É claro que muitos leitores não-católicos tentarão explicar [de outras formas] cada um destes aparentes conflitos… Muito bem! Também nós afirmamos que não há um conflito real nestas “contradições”. Mas a questão é: farão o mesmo esforço para explicar o suposto conflito do “único Mediador x mediação dos fiéis”? Estarão dispostos a enxergar que na verdade não há qualquer oposição aqui, assim como estão dispostos a não enxergar qualquer oposição nas demais passagens bíblicas que, em princípio, parecem “evidentemente” contraditórias?[12]

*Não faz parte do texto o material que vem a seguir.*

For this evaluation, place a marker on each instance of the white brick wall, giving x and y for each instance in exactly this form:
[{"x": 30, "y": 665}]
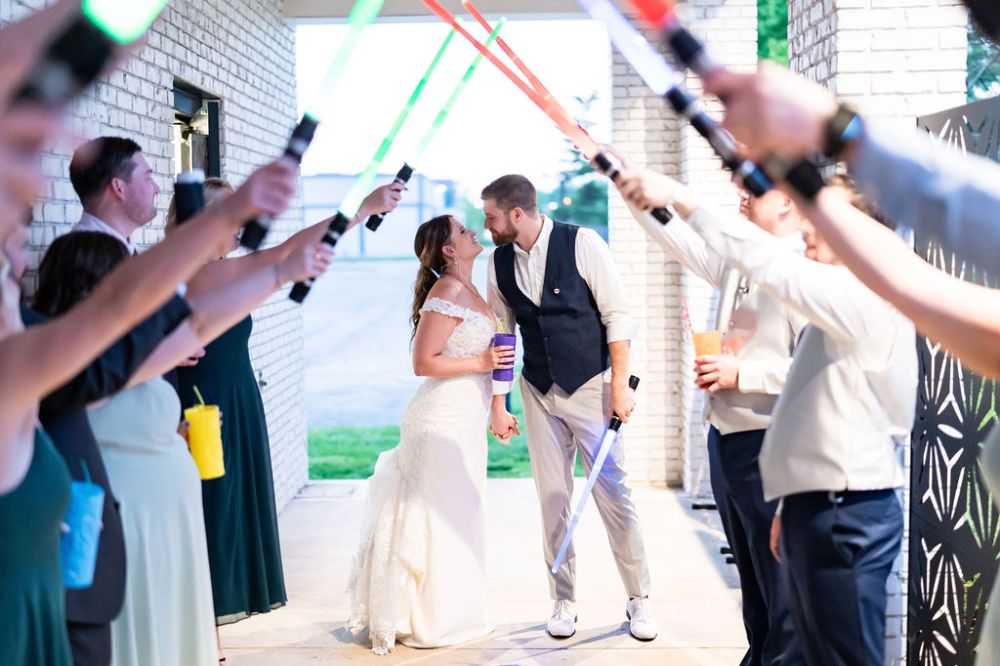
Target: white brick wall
[
  {"x": 667, "y": 436},
  {"x": 243, "y": 52},
  {"x": 893, "y": 59}
]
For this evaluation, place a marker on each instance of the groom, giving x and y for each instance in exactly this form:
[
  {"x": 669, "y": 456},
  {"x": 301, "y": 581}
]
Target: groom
[{"x": 558, "y": 282}]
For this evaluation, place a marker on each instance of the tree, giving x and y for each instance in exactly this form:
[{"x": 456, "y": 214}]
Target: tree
[
  {"x": 582, "y": 195},
  {"x": 772, "y": 31}
]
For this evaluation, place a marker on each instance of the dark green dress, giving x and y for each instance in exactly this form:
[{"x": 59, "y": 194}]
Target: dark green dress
[
  {"x": 32, "y": 599},
  {"x": 241, "y": 522}
]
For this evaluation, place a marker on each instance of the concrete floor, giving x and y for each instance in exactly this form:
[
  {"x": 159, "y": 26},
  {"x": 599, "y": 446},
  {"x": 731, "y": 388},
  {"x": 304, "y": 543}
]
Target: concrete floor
[{"x": 695, "y": 595}]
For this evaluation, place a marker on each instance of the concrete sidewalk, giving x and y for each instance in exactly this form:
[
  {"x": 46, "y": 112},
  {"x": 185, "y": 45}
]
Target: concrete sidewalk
[{"x": 696, "y": 597}]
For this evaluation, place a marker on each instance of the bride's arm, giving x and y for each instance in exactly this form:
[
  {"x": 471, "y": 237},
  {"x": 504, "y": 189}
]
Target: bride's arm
[{"x": 433, "y": 332}]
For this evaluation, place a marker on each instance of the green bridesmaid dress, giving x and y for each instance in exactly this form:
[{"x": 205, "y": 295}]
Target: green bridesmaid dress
[
  {"x": 32, "y": 599},
  {"x": 241, "y": 521}
]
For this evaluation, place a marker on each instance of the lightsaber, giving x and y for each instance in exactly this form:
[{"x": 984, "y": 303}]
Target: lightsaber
[
  {"x": 406, "y": 171},
  {"x": 403, "y": 176},
  {"x": 541, "y": 96},
  {"x": 801, "y": 175},
  {"x": 667, "y": 83},
  {"x": 80, "y": 53},
  {"x": 363, "y": 13},
  {"x": 610, "y": 435}
]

A todas estas manifestações e ofícios de Jesus, que Ele quis compartilhar conosco, poderíamos aplicar a expressão de Yves Simoens, comentando o caráter esponsal de Jesus: “Cristo é, sim, o único Esposo, mas não em esplêndido isolamento”[13]. Com efeito, Cristo é a única Luz do mundo, o único Sacerdote, o único Mediador… “mas não em esplêndido isolamento”. Poderia ter sido, é óbvio, mas Seus planos foram outros: quis tornar-nos partícipes da Sua vida e da Sua missão.

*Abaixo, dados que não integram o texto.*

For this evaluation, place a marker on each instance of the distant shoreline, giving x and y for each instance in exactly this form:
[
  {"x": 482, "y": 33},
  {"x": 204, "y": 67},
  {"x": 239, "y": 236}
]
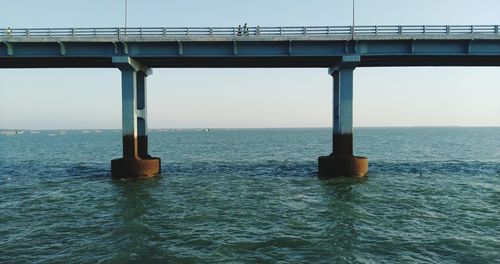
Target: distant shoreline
[{"x": 28, "y": 130}]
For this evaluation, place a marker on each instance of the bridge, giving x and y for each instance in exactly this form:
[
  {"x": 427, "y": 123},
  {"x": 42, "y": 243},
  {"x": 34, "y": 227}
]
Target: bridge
[{"x": 339, "y": 48}]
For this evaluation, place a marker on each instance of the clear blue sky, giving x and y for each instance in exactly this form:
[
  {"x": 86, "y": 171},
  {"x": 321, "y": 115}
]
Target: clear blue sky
[{"x": 90, "y": 98}]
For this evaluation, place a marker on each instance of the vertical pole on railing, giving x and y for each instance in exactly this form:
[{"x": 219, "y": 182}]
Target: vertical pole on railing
[
  {"x": 125, "y": 13},
  {"x": 353, "y": 16}
]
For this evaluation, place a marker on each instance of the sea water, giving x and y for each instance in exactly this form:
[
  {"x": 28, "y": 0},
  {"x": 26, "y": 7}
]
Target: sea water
[{"x": 252, "y": 196}]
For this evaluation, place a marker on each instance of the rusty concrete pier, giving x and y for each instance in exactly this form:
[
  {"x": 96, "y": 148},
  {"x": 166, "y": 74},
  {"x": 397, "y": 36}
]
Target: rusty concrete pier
[
  {"x": 136, "y": 161},
  {"x": 342, "y": 162}
]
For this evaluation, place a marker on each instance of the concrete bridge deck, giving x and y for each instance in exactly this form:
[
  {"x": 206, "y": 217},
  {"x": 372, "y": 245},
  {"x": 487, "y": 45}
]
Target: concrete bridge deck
[
  {"x": 252, "y": 47},
  {"x": 340, "y": 49}
]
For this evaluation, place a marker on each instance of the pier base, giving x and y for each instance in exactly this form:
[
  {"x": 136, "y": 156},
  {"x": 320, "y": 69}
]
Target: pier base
[
  {"x": 342, "y": 162},
  {"x": 135, "y": 168},
  {"x": 336, "y": 166},
  {"x": 136, "y": 162}
]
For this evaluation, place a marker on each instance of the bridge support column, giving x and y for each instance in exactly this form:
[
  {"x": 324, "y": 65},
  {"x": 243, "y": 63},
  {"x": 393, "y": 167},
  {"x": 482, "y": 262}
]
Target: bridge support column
[
  {"x": 342, "y": 162},
  {"x": 136, "y": 161}
]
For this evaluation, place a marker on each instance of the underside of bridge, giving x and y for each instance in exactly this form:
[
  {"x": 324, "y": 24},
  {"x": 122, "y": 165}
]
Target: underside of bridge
[{"x": 137, "y": 163}]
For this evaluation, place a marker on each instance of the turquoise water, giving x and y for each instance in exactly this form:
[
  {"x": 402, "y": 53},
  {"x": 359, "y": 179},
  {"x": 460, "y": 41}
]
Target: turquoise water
[{"x": 252, "y": 196}]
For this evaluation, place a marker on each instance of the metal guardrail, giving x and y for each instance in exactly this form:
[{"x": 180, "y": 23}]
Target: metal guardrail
[{"x": 248, "y": 32}]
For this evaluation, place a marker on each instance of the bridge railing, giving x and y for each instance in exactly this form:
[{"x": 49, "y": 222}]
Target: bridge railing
[{"x": 249, "y": 31}]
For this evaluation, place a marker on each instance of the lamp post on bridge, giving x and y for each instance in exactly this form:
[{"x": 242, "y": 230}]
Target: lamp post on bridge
[
  {"x": 125, "y": 13},
  {"x": 353, "y": 16}
]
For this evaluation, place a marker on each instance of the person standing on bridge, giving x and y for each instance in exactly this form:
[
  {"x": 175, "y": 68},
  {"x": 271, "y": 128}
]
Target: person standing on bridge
[
  {"x": 239, "y": 30},
  {"x": 245, "y": 30}
]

Tendo já indicado as chaves para uma justa interpretação, vamos agora abordar concretamente o assunto que deu motivo ao presente trabalho, a saber: 1Timóteo 2,5; ou seja: nós não podemos ser, “em Cristo”, mediadores entre Deus e os homens, assim como também “em Cristo” somos “deuses”, “pais”, “justos”, “mestres”, “luz do mundo”, “bispos”, “fundamento” etc. etc. etc? E mais: não só devemos nos perguntar se “podemos” nos chamar e ser “mediadores”, como também se não é o caso de “devemos sê-lo”… Tudo depende do plano de Deus, da Sua vontade e não do que nos parece particularmente.

CRISTO, ÚNICO MEDIADOR ENTRE DEUS E OS HOMENS

Antes de mais nada, o que é “ser mediador”? Mais uma vez, nos socorreremos do Dicionário da Real Academia Espanhola: “mediar” é, segundo essa fonte, “interceder ou rogar por alguém; interpor-se entre duas ou mais pessoas que brigam ou contendem, procurando reconciliá-las e uni-las em amizade; haver ou estar uma coisa no meio de outras”. O vocábulo em si não gera grande dificuldade e normalmente pode ser entendido “logo de cara”: “mediador” é quem está entre duas ou mais pessoas, oferecendo a sua própria pessoa como ponte entre elas, sobretudo se estas estão em conflito.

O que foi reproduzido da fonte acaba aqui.